Mistranslation Of Newton’s First Law Discovered After Nearly 300 Years

For hundreds of years, we have been told what Newton’s First Law of Motion supposedly says, but recently a paper published in Philosophy of Science (preprint) by [Daniel Hoek] argues that it is based on a mistranslation of the original Latin text. As noted by [Stephanie Pappas] in Scientific American, this would seem to be a rather academic matter as Newton’s Laws of Motion have been superseded by General Relativity and other theories developed over the intervening centuries. Yet even today Newton’s theories are highly relevant, as they provide very accessible approximations for predicting phenomena on Earth.
Similarly, we owe it to scientific and historical accuracy to address such matters, all of which seem to come down to an awkward translation of Isaac Newton’s original Latin text in the 1726 third edition to English by Andrew Motte in 1729. This English translation is what ended up defining for countless generations what Newton’s Laws of Motion said, along with the other chapters in his Philosophiæ Naturalis Principia Mathematica.

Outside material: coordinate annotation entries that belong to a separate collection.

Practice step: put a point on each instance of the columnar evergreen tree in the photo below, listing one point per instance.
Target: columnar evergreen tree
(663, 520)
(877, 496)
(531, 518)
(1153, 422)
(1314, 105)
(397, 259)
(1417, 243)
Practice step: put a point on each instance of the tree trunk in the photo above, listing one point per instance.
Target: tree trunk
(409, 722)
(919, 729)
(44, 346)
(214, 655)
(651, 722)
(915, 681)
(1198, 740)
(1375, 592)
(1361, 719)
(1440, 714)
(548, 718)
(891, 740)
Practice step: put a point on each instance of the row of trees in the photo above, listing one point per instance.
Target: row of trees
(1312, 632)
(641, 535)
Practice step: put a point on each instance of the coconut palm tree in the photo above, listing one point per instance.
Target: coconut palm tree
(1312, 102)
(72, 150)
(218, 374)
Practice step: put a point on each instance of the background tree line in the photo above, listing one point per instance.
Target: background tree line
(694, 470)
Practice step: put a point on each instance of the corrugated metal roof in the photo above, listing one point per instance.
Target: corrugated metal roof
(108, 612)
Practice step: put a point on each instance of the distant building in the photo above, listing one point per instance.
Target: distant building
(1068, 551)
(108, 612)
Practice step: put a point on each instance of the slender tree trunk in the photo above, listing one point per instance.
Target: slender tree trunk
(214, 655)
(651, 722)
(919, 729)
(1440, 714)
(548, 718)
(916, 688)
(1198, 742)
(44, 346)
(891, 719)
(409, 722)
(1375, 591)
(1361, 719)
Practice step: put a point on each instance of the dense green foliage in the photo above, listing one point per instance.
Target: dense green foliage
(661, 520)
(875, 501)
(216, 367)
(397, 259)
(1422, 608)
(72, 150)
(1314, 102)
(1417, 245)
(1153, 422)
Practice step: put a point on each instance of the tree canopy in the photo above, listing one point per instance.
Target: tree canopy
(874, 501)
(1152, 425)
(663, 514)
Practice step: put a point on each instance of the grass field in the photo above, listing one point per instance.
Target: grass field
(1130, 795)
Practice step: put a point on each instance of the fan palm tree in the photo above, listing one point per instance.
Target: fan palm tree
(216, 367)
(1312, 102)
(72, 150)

In 1999 a new translation (Cohen-Whitman translation) was published by a team of translators, which contains a number of notable departures from the 1729 translation. Most notable herein is the change of the original (Motte) translation:
Every body perseveres in its state of rest, or of uniform motion in a right line, unless it is compelled to change that state by forces impress’d thereon.
to the following in the Cohen-Whitman translation:
Every body perseveres in its state of being at rest or of moving uniformly straight forward, except insofar as it is compelled to change its state by the forces impressed.
This more correct translation of the Latin nisi quatenus has significant implications for the law’s effects, as while Newton’s version does not require force-free bodies, the weak reading introduced by Motte’s translation incites exactly the kind of debate which has been seen over the centuries about why the First Law even exists, when in this translated form it automatically follows from the Second Law, rendering it redundant.
In the example of e.g. a spinning top, which Newton used in later elucidations of the First Law this follows as well, as a spinning top does not follow a rectilinear trajectory, yet it still maintains its spinning and other motions, unless disturbed by an external force (e.g. a hand touching it). Unfortunately, Newton never saw the English translation, as he died a few years before its publication, and thus was never able to correct this mistake.
The essential impact of this improved translation would thus be that we have to reconsider our interpretation of Newton’s First Law of Motion, along with the complexity of translating precise wording between natural languages which are so different.